Thermography (infrared imaging) is controversial and generally not recognized by the medical community, even though the FDA approved breast thermography for breast cancer screening in 1982. However, there are studies indicating a thermogram is effective, especially in women with dense breasts.
In a review of over 15 studies from 1967-1998, breast thermography has shown an average sensitivity and specificity of 90%. Breast cancer sensitivity refers to the actual cancers identified, while specificity the non-cancers correctly identified.
According to Dr. Len Saputo, breast thermography measures differences in infrared heat emission for normal breast tissue, benign breast abnormalities and breast cancers. This difference may be related to a tumor’s increased blood flow, due to vascular proliferation as a result of tumor associated angiogenesis. This causes tumors to emit more heat, which can be easily detected by heat-sensing infrared scanners. However, DCIS may be more difficult to detect because of its lack of mature vascular patterns.
During a thermogram the breasts are cooled in a room kept at 68 degrees Fahrenheit.
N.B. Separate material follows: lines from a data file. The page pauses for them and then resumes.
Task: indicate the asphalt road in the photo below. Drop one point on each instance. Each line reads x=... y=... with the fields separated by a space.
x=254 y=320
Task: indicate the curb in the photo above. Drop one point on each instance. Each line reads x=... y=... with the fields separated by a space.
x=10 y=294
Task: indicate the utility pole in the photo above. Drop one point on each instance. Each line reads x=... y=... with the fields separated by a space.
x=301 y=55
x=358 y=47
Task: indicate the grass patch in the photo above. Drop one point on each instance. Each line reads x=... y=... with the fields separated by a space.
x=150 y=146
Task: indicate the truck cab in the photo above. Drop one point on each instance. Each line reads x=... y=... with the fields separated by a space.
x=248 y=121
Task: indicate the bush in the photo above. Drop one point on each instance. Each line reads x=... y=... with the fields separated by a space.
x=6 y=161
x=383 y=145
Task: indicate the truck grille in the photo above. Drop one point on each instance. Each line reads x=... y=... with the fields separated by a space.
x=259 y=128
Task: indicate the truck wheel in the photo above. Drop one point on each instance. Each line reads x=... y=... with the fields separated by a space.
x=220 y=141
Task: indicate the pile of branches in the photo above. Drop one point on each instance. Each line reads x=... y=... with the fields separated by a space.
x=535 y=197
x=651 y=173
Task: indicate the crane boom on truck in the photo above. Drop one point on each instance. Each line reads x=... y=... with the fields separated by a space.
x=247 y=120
Blood vessels of normal tissue respond by constricting to conserve heat, while tumor tissue remains hot. Suspicious areas are graded using grades 1-5. Th1 and Th2 are normal, Th3 is moderately abnormal, and Th4 and Th5 are severely abnormal and require careful follow-up, because they may indicate the presence of cancer.
A study by Parisky in the 2003 January of the American Journal of Radiology documented that women with Th1 and Th2 scores can be reassured with a 99 percent level of confidence that they do not have breast cancer. He concludes that “infrared imaging offers a safe noninvasive procedure that would be valuable as an adjunct to mammography in determining whether a lesion is benign or malignant.”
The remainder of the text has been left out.